Follow the star! The Church of England’s theme for Christmas this year is also a good one for us as we step into 2019. The process of finding a new rector will begin very early in January, and will demand courage, trust, wisdom, discernment and patience – all qualities that the Magi would have needed as they followed the star then returned to their homes. And I will need them too as I move to a new community, meet new people, find a new church and decide how to use my time. The star led shepherds and Magi from different places by different routes to the same stable, and from here onwards, although our paths will be separate, we too will still be searching for the same God, the same blessing and inspiration.
As I write this I have just completed my last hymn list, and so I know that I have just ten more Sundays with you here in Haslemere – and yes, I am self-indulgent enough to have made sure that we will be singing many of my favourite hymns once Christmas is over. This is my last Dear Friends letter – the first of a number of “lasts” and valedictories. Two of the important things to be done at these times are looking back and saying thank you – another is looking forward, which will mainly come later. To facilitate the former I’ve had a look back at a selection of my DF letters from the last seven years, and also a look around the church buildings. I arrived in 2011 at the beginning of the Jubilee Plaque project and I loved the whole business of finding a craftsman and working with him and others to agree the material (the last slate from a particular Welsh quarry), the script, the wording, and on one memorable day the depth of gold leaf in each word to give the proper relative weight to the words God and Queen, so that from a distance the purpose and balance are clear. I’m proud to have played a part in the plaque’s presence in St Bart’s, representing a distinctive and important period of the country’s history and our own.
Perhaps the most significant parish project of the last seven years was the reordering of St Christopher’s west end to provide kitchen, lavatory and storage facilities, as well as the ability to bring in a bridal procession without major adjustments and removals. This project had been long in the planning and it was wonderful not only to see it finally become a reality, but also to recognise that because of the creativity and care that went into its design we rapidly forgot that it hadn’t always been there. The “new” St Christopher’s has provided the parish and the wider community with a splendid and flexible resource for functions and concerts and feasts, not to mention flower festivals – again, I’m proud to have been part of the team that enabled it to happen.

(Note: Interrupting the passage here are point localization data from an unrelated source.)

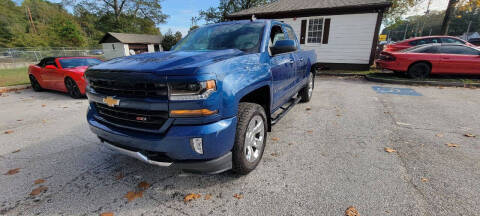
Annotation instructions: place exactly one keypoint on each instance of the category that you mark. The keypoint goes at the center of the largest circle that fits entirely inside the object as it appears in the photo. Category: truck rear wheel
(307, 92)
(250, 138)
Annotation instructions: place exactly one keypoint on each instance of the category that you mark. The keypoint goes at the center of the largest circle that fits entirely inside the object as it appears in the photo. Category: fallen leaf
(16, 151)
(143, 185)
(238, 196)
(191, 197)
(119, 176)
(452, 145)
(208, 196)
(38, 190)
(131, 195)
(351, 211)
(404, 124)
(389, 150)
(13, 171)
(39, 181)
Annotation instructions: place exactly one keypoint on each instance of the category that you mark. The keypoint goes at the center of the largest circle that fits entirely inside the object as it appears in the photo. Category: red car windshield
(77, 62)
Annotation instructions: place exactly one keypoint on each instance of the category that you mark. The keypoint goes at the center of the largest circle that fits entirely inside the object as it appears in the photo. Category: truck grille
(143, 119)
(129, 88)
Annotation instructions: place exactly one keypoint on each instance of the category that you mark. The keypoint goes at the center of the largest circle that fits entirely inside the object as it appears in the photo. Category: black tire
(399, 73)
(419, 70)
(35, 84)
(248, 114)
(307, 91)
(72, 88)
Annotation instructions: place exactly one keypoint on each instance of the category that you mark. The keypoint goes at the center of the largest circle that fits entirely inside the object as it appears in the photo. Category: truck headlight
(192, 90)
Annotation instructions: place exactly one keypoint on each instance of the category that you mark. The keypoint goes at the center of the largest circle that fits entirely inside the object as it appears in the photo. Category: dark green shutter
(326, 31)
(303, 31)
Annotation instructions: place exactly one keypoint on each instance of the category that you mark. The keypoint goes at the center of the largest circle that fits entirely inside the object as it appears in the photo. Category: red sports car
(63, 74)
(423, 40)
(420, 61)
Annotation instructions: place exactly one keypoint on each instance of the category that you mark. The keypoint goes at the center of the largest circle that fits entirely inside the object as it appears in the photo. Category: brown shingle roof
(291, 6)
(133, 38)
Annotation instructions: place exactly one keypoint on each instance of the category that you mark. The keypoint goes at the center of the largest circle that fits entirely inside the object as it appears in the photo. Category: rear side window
(425, 41)
(452, 40)
(50, 61)
(291, 34)
(427, 49)
(458, 50)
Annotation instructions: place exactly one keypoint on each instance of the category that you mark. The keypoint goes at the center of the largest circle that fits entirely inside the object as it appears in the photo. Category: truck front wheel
(307, 91)
(250, 138)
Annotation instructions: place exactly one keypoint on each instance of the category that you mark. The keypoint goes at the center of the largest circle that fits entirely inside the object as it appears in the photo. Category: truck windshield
(243, 36)
(77, 62)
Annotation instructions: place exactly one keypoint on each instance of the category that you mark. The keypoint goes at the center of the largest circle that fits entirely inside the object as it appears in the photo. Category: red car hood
(80, 69)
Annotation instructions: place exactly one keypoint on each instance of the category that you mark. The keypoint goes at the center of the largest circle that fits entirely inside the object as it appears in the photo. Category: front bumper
(174, 143)
(214, 166)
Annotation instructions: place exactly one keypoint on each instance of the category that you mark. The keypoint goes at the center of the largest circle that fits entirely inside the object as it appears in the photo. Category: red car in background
(423, 40)
(63, 74)
(420, 61)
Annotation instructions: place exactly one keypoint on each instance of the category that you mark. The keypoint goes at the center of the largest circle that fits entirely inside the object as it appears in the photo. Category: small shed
(122, 44)
(344, 34)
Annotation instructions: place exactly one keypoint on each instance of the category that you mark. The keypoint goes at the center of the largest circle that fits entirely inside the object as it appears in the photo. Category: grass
(15, 76)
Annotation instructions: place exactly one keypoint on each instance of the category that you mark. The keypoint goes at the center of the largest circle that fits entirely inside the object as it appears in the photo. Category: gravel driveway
(321, 158)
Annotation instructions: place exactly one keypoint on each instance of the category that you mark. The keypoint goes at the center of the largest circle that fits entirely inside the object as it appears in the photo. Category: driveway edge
(14, 88)
(422, 82)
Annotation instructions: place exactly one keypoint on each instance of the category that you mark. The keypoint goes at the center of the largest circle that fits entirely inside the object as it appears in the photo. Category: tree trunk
(448, 14)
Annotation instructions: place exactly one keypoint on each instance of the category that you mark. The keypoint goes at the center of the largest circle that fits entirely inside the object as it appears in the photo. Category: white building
(344, 34)
(121, 44)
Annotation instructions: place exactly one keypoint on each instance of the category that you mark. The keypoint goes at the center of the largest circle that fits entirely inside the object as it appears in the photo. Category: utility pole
(448, 14)
(31, 20)
(468, 30)
(424, 18)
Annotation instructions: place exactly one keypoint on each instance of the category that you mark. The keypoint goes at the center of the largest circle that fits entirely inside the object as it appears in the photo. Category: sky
(181, 11)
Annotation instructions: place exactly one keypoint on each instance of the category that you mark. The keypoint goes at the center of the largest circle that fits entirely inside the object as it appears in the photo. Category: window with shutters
(315, 30)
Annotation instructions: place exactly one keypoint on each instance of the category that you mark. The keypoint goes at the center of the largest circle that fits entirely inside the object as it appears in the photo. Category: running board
(293, 102)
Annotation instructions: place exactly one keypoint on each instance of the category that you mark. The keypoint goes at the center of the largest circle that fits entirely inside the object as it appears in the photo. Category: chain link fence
(22, 57)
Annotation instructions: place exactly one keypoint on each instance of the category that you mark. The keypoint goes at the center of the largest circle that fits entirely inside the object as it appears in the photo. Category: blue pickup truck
(206, 105)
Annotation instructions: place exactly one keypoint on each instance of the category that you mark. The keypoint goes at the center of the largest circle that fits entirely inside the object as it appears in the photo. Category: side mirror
(283, 46)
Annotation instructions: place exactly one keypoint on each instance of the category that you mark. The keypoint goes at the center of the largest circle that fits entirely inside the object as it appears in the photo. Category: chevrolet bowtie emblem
(111, 102)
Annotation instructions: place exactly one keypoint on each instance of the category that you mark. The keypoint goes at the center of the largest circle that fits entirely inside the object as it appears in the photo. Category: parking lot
(323, 157)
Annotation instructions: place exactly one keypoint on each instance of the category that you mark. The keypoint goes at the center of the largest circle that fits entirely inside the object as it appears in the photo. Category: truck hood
(168, 63)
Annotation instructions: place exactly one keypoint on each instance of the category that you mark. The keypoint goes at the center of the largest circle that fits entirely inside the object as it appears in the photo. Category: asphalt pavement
(321, 158)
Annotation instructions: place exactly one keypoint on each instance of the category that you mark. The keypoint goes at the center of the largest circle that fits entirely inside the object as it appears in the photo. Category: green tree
(225, 7)
(170, 39)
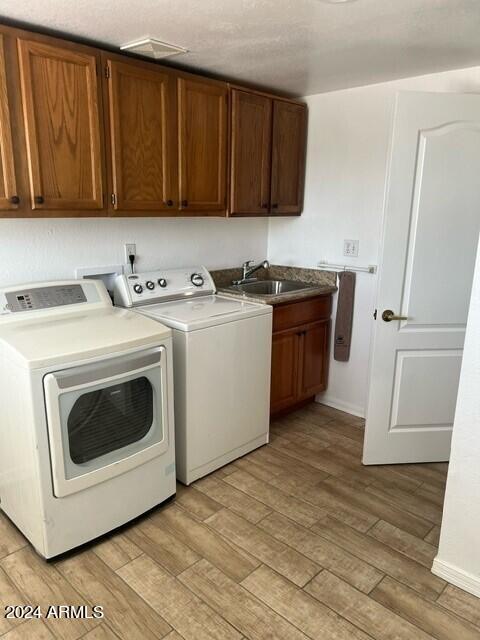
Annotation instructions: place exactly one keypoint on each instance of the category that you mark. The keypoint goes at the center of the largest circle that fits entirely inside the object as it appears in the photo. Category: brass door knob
(388, 315)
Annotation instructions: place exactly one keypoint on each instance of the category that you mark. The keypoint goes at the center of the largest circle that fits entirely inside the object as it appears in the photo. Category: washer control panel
(32, 299)
(161, 285)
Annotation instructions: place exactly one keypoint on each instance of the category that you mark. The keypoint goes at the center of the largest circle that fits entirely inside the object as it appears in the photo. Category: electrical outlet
(350, 248)
(130, 250)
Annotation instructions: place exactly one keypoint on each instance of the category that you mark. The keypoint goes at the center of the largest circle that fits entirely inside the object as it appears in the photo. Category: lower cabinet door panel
(284, 384)
(314, 359)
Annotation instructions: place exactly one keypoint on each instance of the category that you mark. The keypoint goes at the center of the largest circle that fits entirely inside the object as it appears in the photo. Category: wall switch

Which brings me to the first of many thank yous – this one to my brilliant bevy of churchwardens. Debbie Peet and Don Cremer, who were involved in bringing me here and took the brunt of the inevitable discomfort associated with any new ministry, explaining the parish to its new priest and the new priest to the parish…. Dorothea Nattrass and Clive Hawkins, a dream team combining pastoral and practical skills… and now Robert Fox and Margaret Morris, bringing their extensive leadership and administrative capabilities to bear as the cycle starts again. I’ve said before, and it bears saying again, that they have all taken very seriously the warden’s role of not only supporting but also looking after the rector. As you all know, there have been times when I’ve needed that care, and words can’t express my gratitude for all their love, prayer and practical support.

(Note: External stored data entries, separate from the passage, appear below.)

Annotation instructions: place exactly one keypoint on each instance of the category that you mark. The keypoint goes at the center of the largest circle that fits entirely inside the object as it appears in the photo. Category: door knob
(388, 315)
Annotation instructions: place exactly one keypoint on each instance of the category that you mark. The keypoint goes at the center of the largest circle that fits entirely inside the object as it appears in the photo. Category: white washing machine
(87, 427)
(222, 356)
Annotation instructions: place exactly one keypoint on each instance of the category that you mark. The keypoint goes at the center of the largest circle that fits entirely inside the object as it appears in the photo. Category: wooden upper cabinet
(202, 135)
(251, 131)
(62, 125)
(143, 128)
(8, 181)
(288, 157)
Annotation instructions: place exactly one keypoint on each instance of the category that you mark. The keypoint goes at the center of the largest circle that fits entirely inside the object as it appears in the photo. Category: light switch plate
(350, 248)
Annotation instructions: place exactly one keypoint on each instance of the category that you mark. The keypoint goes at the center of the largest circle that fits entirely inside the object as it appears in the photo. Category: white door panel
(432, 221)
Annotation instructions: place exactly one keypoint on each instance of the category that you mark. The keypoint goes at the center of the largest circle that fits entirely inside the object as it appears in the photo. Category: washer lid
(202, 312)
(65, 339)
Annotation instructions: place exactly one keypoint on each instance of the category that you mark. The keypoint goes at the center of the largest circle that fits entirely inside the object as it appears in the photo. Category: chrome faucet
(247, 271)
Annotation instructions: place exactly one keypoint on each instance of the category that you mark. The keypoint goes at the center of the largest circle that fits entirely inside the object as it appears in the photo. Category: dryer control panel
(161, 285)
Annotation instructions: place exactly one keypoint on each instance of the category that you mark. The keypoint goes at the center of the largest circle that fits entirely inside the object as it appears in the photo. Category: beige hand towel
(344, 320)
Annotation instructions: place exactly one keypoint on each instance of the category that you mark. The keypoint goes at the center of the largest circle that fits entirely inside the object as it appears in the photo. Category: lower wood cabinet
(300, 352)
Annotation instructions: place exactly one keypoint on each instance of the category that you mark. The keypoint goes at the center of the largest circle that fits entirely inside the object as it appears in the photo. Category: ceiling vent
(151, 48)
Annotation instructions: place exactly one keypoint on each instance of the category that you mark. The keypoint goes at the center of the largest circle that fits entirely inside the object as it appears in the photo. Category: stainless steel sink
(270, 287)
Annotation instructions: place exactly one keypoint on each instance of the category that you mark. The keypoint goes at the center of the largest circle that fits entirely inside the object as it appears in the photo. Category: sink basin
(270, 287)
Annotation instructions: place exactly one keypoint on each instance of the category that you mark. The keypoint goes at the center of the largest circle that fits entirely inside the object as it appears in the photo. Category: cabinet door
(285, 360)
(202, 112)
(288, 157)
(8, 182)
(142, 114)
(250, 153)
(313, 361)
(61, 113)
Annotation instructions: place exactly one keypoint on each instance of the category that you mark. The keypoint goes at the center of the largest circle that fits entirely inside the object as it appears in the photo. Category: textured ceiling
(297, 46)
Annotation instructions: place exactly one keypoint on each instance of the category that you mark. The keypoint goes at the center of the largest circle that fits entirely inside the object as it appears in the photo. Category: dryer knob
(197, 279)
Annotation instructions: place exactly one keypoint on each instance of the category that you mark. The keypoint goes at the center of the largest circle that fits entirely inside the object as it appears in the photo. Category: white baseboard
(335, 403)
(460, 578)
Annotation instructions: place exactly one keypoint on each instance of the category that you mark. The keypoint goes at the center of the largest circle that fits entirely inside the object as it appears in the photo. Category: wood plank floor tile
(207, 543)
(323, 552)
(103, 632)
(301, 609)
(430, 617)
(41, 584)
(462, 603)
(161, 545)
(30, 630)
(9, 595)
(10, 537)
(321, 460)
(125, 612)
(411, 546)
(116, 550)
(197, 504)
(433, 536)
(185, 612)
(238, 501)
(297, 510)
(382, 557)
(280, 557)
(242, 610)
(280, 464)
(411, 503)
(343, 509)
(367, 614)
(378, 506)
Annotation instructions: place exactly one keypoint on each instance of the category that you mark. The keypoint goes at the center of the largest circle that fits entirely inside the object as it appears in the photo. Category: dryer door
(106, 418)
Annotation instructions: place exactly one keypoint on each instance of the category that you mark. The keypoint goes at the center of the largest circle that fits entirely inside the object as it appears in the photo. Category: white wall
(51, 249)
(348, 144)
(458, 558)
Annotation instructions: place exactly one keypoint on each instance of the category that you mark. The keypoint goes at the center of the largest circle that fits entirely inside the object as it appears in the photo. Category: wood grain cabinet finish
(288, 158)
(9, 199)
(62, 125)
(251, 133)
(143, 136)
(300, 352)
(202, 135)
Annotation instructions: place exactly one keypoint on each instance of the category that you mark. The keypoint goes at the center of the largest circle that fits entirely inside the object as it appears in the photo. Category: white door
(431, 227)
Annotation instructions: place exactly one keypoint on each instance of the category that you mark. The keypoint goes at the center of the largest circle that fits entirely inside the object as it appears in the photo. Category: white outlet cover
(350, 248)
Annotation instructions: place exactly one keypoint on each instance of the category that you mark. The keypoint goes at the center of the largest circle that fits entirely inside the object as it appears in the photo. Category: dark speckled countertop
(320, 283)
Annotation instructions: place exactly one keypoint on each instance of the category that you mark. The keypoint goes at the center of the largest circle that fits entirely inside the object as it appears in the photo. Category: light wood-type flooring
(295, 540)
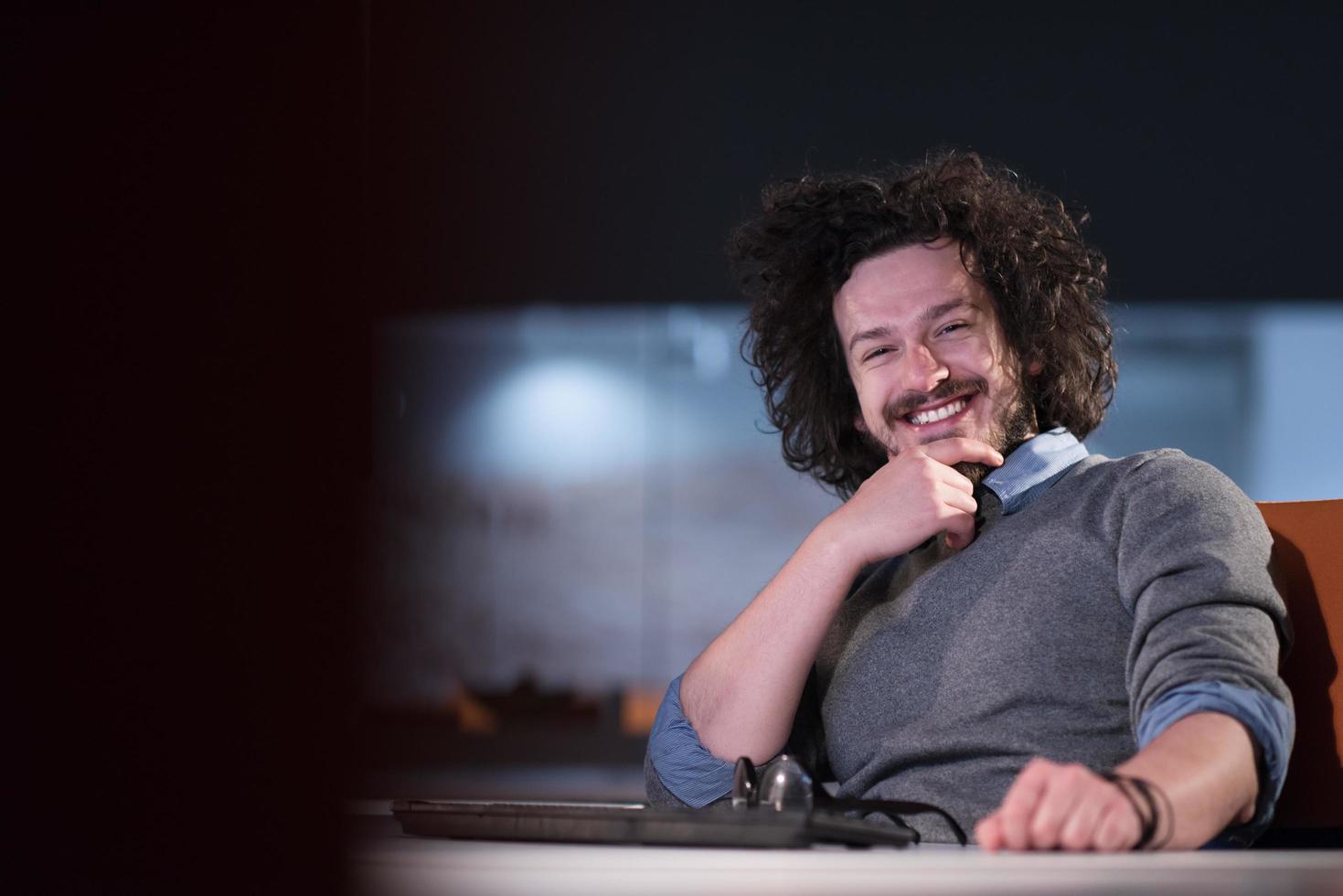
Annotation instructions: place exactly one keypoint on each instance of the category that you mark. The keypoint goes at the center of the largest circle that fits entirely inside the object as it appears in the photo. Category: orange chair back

Next on my list to thank are Vic and Sandy, without whom….. But they and many others will have to wait (sorry both of you), because I want to end this last letter as I ended my first, with a poem by RS Thomas – an invitation, as I said then, for us to see our own lives within the pattern of God’s kingdom.

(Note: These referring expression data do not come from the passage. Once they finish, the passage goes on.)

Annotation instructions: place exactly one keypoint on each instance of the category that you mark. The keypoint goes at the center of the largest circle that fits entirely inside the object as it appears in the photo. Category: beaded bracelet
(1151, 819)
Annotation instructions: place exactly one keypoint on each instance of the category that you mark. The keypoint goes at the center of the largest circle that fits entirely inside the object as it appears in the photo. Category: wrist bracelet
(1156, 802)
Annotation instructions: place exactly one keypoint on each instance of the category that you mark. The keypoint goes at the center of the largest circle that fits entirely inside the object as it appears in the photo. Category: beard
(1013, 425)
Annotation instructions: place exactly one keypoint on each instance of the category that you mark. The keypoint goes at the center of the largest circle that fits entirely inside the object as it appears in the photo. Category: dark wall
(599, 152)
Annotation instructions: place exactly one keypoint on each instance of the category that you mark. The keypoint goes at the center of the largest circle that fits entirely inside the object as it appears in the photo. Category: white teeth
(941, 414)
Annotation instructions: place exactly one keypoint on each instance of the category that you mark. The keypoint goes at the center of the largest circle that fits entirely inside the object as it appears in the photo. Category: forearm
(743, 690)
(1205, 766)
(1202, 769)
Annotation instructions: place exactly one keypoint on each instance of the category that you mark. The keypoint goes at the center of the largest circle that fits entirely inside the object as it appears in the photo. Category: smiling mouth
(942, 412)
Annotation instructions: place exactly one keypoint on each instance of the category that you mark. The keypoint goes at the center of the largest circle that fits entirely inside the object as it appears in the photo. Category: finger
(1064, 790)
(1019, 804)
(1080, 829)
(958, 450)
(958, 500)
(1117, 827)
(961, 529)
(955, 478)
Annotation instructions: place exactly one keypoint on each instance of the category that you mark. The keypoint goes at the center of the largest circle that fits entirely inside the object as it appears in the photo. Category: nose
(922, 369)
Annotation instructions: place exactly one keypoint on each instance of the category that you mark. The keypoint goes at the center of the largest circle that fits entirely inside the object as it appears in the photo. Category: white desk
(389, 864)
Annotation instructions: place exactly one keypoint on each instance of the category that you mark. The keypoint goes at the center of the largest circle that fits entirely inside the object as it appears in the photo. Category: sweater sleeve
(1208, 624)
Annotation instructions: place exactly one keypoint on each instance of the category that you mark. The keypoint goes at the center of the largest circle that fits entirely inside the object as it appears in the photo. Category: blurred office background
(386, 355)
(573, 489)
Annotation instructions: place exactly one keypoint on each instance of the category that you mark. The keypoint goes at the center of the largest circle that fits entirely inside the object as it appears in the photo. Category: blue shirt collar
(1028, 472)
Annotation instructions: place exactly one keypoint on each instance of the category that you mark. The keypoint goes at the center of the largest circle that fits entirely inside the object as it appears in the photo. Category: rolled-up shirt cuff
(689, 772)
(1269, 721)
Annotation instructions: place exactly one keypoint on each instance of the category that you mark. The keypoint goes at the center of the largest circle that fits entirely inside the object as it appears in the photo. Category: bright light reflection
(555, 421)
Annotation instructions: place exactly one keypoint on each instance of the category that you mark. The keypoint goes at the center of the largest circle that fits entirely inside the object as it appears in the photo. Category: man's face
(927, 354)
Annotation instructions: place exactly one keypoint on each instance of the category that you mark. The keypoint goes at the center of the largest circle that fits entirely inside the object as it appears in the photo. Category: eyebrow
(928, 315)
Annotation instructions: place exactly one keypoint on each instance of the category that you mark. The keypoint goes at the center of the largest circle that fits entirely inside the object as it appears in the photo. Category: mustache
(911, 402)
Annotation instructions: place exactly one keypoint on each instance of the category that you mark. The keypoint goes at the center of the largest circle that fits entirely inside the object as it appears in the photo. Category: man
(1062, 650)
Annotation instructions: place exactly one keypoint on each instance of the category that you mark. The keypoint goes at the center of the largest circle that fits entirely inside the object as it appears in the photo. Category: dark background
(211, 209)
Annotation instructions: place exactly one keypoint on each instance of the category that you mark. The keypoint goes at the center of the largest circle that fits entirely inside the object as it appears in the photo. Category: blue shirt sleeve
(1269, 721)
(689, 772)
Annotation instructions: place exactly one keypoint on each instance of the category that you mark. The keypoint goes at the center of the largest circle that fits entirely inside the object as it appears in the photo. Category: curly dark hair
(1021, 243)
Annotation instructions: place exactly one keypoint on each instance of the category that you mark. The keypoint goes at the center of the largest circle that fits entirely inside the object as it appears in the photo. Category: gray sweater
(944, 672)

It’s a long way off but inside it
there are quite different things going on:
festivals at which the poor man
is king and the consumptive is
healed; mirrors in which the blind look
at themselves and love looks at them
back; and industry is for mending
the bent bones and the minds fractured
by life. It’s a long way off, but to get
there takes no time and admission
is free, if you purge yourself
of desire, and present yourself with
your need only and the simple offering
of your faith, green as a leaf.
Follow the star – and please pray for me as I will always be praying for you.